The audit policy is deliberately scoped: full request/response for sensitive operations (secrets, RBAC bindings), metadata-only for everything else. This keeps etcd write pressure low while capturing the events that matter for security forensics.

etcd Backup Strategy

A cron job on the management host runs daily at 2 AM:

talosctl etcd snapshot etcd-backup.snapshot
age -r age1xx... -o etcd-backup.snapshot.age etcd-backup.snapshot
rm etcd-backup.snapshot
find backups/ -name "*.age" -mtime +30 -delete

Snapshots are taken from node01 (the first control plane), encrypted with age, and stored locally with 30-day retention. Recovery requires the private key stored in .age-key.txt (not in git, not on any node).

Lessons Learned

After building and migrating this cluster (including a full subnet migration from 192.168.x.0/24 to 10.x.x.0/24), here are the gotchas worth knowing:

  1. Old disk signatures block partitioning — LVM/bluestore signatures on secondary disks prevent Talos from partitioning them. Wipe first with a privileged pod: dd if=/dev/zero of=/dev/sda bs=1M count=10
  2. Device names shift after wipe — A disk at /dev/sdb can become /dev/sda after removing LVM device mapper.

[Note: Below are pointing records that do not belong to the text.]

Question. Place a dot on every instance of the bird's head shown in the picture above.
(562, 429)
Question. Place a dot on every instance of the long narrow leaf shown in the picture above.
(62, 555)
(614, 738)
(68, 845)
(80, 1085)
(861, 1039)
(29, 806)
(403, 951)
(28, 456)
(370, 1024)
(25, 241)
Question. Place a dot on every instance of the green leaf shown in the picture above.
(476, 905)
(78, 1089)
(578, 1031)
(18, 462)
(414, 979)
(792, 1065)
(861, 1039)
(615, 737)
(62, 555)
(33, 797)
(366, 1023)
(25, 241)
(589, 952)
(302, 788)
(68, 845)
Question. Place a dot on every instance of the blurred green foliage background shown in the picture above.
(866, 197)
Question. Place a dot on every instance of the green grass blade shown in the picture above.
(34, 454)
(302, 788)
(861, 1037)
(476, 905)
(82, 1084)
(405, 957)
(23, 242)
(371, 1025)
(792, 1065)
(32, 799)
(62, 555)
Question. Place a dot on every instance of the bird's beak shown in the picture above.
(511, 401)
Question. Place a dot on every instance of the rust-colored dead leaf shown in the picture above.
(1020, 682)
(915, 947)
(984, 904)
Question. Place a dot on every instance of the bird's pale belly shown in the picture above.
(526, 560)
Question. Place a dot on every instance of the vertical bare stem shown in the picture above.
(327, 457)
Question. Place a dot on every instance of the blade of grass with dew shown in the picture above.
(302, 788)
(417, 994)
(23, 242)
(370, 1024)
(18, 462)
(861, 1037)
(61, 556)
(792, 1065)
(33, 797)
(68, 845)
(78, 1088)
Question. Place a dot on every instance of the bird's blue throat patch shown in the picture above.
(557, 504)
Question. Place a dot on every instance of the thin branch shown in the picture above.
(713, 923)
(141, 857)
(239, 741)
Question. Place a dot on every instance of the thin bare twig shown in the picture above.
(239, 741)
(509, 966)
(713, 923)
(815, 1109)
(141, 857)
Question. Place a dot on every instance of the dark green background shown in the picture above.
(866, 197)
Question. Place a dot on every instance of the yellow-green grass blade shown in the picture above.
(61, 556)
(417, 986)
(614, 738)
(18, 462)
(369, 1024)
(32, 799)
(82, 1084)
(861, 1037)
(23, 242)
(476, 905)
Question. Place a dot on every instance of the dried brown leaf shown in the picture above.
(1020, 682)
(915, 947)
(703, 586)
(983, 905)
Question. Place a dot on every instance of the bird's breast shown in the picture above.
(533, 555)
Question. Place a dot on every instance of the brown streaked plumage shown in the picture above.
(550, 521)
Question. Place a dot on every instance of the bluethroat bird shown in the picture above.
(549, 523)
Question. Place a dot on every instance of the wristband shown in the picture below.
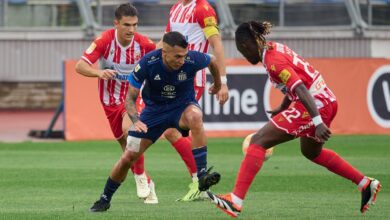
(317, 120)
(223, 80)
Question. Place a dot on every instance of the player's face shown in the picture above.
(126, 27)
(173, 57)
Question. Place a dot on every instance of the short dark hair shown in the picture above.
(175, 38)
(125, 10)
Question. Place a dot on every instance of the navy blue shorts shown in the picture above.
(159, 120)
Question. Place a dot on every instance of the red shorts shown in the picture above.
(115, 117)
(140, 104)
(296, 119)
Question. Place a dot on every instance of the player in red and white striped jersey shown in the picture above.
(197, 21)
(306, 112)
(119, 49)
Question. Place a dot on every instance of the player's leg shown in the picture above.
(135, 148)
(191, 118)
(142, 180)
(183, 147)
(265, 138)
(327, 158)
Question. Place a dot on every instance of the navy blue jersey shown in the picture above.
(162, 86)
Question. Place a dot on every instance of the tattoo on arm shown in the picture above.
(131, 99)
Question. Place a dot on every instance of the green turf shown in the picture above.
(61, 180)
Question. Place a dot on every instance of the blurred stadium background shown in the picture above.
(347, 40)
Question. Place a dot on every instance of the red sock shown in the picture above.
(183, 147)
(333, 162)
(138, 167)
(249, 167)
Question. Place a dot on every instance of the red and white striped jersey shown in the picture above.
(190, 20)
(114, 56)
(287, 70)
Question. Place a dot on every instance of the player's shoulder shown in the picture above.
(203, 6)
(152, 58)
(142, 39)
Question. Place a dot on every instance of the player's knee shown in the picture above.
(310, 153)
(195, 119)
(133, 144)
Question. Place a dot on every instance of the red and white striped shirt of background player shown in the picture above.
(114, 56)
(287, 70)
(196, 21)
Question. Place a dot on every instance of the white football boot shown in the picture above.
(152, 197)
(141, 182)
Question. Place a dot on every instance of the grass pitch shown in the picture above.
(61, 180)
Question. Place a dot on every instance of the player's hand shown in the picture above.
(106, 74)
(322, 132)
(139, 126)
(275, 111)
(223, 94)
(214, 88)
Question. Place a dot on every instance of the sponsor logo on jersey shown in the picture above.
(188, 60)
(169, 91)
(91, 48)
(122, 77)
(153, 59)
(305, 115)
(284, 76)
(157, 77)
(182, 76)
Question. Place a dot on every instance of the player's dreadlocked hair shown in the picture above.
(250, 39)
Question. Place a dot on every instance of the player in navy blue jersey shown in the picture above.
(166, 77)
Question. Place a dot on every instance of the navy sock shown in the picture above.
(200, 156)
(109, 189)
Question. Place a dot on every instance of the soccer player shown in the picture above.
(306, 112)
(166, 77)
(119, 49)
(197, 21)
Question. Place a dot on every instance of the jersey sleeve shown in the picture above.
(148, 44)
(95, 50)
(138, 75)
(201, 60)
(285, 74)
(207, 19)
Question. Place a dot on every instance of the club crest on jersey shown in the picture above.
(157, 77)
(210, 21)
(284, 76)
(182, 76)
(153, 59)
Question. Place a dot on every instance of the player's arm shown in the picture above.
(284, 105)
(216, 43)
(322, 131)
(214, 70)
(136, 79)
(85, 69)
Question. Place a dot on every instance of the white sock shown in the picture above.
(236, 200)
(362, 183)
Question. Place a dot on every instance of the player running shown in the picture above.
(306, 112)
(166, 76)
(197, 21)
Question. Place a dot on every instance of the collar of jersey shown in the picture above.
(119, 44)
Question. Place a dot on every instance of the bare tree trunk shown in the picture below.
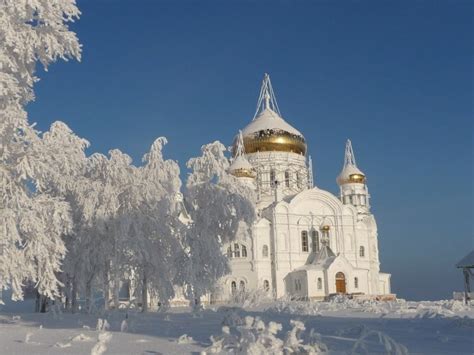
(74, 295)
(144, 293)
(106, 286)
(67, 293)
(116, 289)
(89, 295)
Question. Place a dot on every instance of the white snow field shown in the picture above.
(337, 327)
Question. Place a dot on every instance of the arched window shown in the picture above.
(272, 177)
(304, 241)
(314, 241)
(236, 250)
(244, 251)
(266, 285)
(298, 180)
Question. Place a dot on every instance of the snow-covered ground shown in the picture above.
(338, 327)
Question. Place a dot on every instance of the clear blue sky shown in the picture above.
(394, 76)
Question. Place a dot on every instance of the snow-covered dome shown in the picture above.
(268, 131)
(350, 173)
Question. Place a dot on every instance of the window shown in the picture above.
(236, 250)
(314, 241)
(304, 241)
(266, 285)
(297, 285)
(272, 177)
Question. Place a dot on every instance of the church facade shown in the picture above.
(306, 242)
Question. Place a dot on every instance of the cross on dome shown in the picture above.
(267, 98)
(349, 157)
(239, 145)
(350, 172)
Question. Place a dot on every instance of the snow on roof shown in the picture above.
(467, 261)
(269, 119)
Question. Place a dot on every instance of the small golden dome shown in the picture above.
(325, 228)
(351, 175)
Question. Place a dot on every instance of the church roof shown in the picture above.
(467, 261)
(269, 120)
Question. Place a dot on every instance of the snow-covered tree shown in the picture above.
(152, 229)
(32, 221)
(220, 207)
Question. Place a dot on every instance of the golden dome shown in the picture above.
(243, 173)
(274, 141)
(351, 175)
(268, 132)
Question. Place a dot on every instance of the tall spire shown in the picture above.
(310, 173)
(266, 99)
(349, 157)
(239, 146)
(350, 172)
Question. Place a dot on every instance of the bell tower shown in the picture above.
(352, 183)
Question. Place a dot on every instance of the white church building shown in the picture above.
(306, 242)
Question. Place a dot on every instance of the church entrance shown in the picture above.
(340, 283)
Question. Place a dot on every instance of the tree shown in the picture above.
(31, 220)
(219, 205)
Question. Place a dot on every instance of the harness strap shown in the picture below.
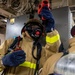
(52, 39)
(28, 64)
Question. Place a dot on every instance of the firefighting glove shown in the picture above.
(14, 59)
(48, 20)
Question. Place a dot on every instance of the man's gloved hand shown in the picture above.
(14, 59)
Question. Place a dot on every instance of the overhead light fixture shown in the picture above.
(12, 20)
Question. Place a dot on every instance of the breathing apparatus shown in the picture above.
(35, 29)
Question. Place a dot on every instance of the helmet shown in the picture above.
(43, 4)
(73, 31)
(34, 28)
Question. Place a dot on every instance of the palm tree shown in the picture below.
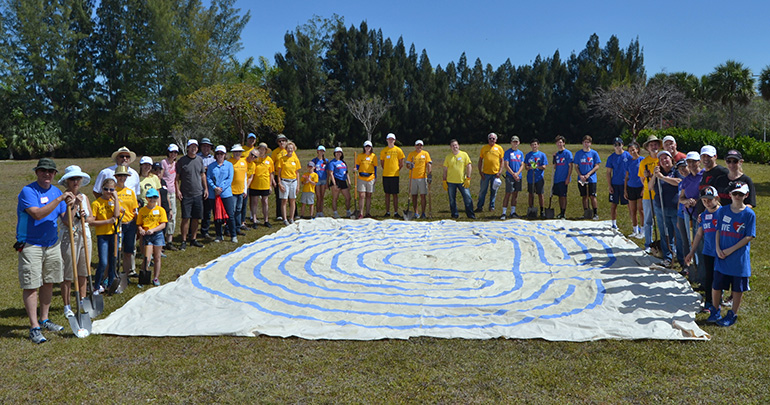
(764, 83)
(731, 83)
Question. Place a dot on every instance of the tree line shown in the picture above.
(77, 78)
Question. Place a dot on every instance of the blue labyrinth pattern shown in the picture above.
(403, 279)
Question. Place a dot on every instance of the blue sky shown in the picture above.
(690, 36)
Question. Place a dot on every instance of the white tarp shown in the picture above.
(366, 279)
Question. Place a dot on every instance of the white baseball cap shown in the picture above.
(693, 155)
(708, 150)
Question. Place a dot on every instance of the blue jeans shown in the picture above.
(666, 218)
(452, 190)
(240, 205)
(486, 179)
(106, 247)
(229, 204)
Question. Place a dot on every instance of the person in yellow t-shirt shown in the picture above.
(129, 205)
(457, 176)
(391, 162)
(281, 140)
(646, 169)
(261, 174)
(309, 181)
(420, 167)
(106, 211)
(240, 169)
(491, 168)
(151, 221)
(287, 168)
(366, 166)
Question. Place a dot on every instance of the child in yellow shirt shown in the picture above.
(151, 221)
(309, 180)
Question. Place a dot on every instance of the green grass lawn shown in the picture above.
(733, 367)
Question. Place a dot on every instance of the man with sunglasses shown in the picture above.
(37, 241)
(122, 157)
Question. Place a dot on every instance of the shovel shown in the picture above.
(94, 305)
(408, 215)
(81, 322)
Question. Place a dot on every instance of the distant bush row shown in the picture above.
(753, 150)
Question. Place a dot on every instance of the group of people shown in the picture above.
(703, 210)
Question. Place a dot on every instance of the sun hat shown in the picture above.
(45, 164)
(709, 193)
(651, 138)
(74, 171)
(122, 170)
(708, 150)
(124, 149)
(740, 187)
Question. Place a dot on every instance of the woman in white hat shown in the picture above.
(73, 179)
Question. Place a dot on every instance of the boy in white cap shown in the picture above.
(391, 162)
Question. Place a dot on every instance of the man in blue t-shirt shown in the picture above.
(512, 162)
(562, 174)
(736, 228)
(535, 163)
(587, 163)
(616, 179)
(37, 241)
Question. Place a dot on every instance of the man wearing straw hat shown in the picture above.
(37, 241)
(122, 157)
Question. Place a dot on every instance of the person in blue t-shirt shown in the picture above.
(616, 178)
(535, 163)
(37, 240)
(633, 189)
(587, 163)
(736, 228)
(513, 164)
(562, 174)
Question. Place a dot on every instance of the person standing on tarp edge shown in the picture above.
(37, 241)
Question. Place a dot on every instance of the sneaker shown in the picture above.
(36, 336)
(728, 320)
(47, 324)
(715, 316)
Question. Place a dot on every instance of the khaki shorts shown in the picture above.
(80, 255)
(365, 186)
(419, 186)
(39, 265)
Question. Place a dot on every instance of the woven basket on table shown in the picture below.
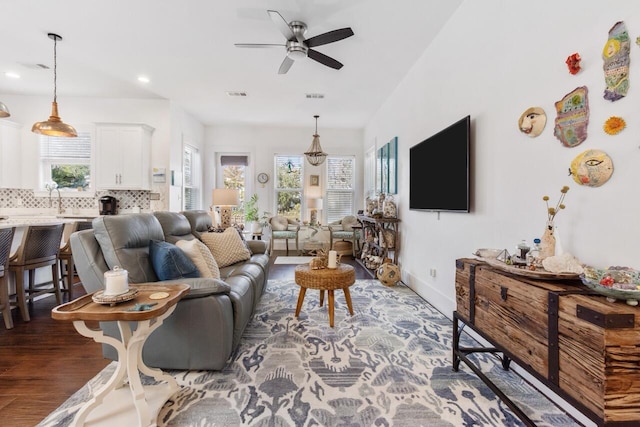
(326, 279)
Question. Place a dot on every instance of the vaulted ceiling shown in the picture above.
(186, 49)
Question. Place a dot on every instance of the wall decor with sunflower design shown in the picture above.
(614, 125)
(572, 117)
(616, 62)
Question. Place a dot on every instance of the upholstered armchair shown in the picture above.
(347, 229)
(283, 228)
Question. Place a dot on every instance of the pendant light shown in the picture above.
(4, 110)
(315, 155)
(54, 126)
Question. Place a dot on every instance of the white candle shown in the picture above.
(333, 259)
(116, 282)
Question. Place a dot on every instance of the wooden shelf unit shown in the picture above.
(378, 227)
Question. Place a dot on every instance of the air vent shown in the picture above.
(35, 66)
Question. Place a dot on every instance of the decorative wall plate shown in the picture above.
(263, 178)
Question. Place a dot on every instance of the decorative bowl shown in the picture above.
(624, 283)
(487, 253)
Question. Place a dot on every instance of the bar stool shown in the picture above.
(6, 238)
(39, 248)
(65, 257)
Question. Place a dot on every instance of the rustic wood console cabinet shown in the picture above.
(579, 345)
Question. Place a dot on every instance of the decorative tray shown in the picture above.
(538, 273)
(100, 298)
(615, 283)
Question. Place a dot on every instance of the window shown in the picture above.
(66, 161)
(234, 171)
(339, 200)
(289, 185)
(191, 182)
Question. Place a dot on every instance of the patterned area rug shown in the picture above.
(388, 365)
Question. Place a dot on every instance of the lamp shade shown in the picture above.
(315, 203)
(225, 197)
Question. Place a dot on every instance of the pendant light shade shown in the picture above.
(54, 126)
(4, 110)
(315, 155)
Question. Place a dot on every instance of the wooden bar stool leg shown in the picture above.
(331, 302)
(300, 300)
(56, 283)
(70, 268)
(5, 305)
(20, 295)
(347, 297)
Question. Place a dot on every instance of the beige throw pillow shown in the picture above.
(227, 247)
(201, 256)
(279, 223)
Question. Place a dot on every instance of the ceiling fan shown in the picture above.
(297, 46)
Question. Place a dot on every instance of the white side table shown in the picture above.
(114, 404)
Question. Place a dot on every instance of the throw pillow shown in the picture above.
(201, 257)
(227, 248)
(170, 262)
(279, 223)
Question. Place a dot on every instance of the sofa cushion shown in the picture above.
(201, 257)
(227, 247)
(348, 222)
(170, 262)
(279, 223)
(124, 241)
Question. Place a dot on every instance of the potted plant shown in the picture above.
(252, 217)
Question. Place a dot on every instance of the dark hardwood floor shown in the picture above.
(45, 361)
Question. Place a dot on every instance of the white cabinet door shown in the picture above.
(10, 154)
(123, 156)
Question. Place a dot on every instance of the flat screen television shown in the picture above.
(439, 170)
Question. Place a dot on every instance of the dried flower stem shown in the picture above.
(551, 211)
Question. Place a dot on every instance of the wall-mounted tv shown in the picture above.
(439, 170)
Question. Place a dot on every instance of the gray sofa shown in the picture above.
(207, 325)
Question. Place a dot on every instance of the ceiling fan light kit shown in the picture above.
(297, 47)
(315, 156)
(54, 126)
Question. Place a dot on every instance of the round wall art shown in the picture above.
(532, 121)
(591, 168)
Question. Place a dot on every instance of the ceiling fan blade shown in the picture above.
(324, 59)
(282, 25)
(286, 64)
(259, 45)
(330, 37)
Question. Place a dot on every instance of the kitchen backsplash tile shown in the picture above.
(26, 199)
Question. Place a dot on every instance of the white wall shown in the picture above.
(263, 142)
(494, 68)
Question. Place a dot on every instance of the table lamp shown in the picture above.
(314, 206)
(225, 198)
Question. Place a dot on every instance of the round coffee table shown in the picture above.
(326, 279)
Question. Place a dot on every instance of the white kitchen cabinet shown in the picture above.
(123, 153)
(10, 154)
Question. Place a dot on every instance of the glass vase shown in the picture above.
(548, 241)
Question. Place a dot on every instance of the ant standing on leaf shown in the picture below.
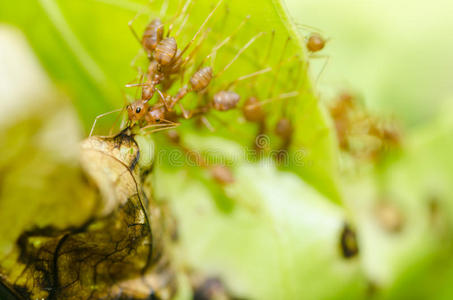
(315, 43)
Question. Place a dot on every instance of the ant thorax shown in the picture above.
(137, 110)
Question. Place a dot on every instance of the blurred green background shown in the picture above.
(282, 240)
(396, 54)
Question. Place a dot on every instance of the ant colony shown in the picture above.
(204, 70)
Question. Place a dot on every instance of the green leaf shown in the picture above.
(86, 47)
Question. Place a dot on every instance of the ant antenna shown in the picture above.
(199, 29)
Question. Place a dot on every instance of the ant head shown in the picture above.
(153, 34)
(156, 115)
(315, 42)
(284, 128)
(165, 51)
(137, 110)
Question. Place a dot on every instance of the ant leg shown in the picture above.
(101, 116)
(133, 30)
(251, 75)
(326, 61)
(161, 129)
(185, 113)
(164, 100)
(164, 8)
(250, 42)
(269, 49)
(181, 11)
(214, 50)
(199, 29)
(279, 97)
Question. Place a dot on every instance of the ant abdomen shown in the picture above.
(225, 100)
(175, 65)
(147, 92)
(253, 111)
(155, 115)
(137, 110)
(165, 51)
(315, 43)
(284, 128)
(201, 79)
(153, 34)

Standardize your config after cleanup.
  3. etcd doesn't auto-update peer URLs on IP change — Subnet migration requires removing the etcd member, resetting STATE+EPHEMERAL, and re-applying config in maintenance mode.
  4. Image Factory schematics are immutable — Need a new extension? New schematic hash, new installer image, full node re-provision.
  5. HostnameConfig overrides machine.network.hostname — If both exist, HostnameConfig wins silently. Remove it from your base config.
  6. Regenerate kubeconfig after reboot — Talos rotates certificates on boot. Run talosctl kubeconfig --force to stay current.
  7. Single-node etcd reset needs --graceful=false — Without it, etcd hangs waiting for quorum that doesn't exist.

What's Running

The cluster currently hosts a mix of web applications, databases, internal tools, and a full monitoring stack. All services are exposed via Tailscale Ingress for private access, with selected services also available publicly through Cloudflare Tunnel.

Total resource usage is modest: ~2.1 CPU cores requested, ~2.2 GB RAM requested, ~30 GB storage across all workloads. There's plenty of headroom for growth on this 28-core, 72 GB cluster.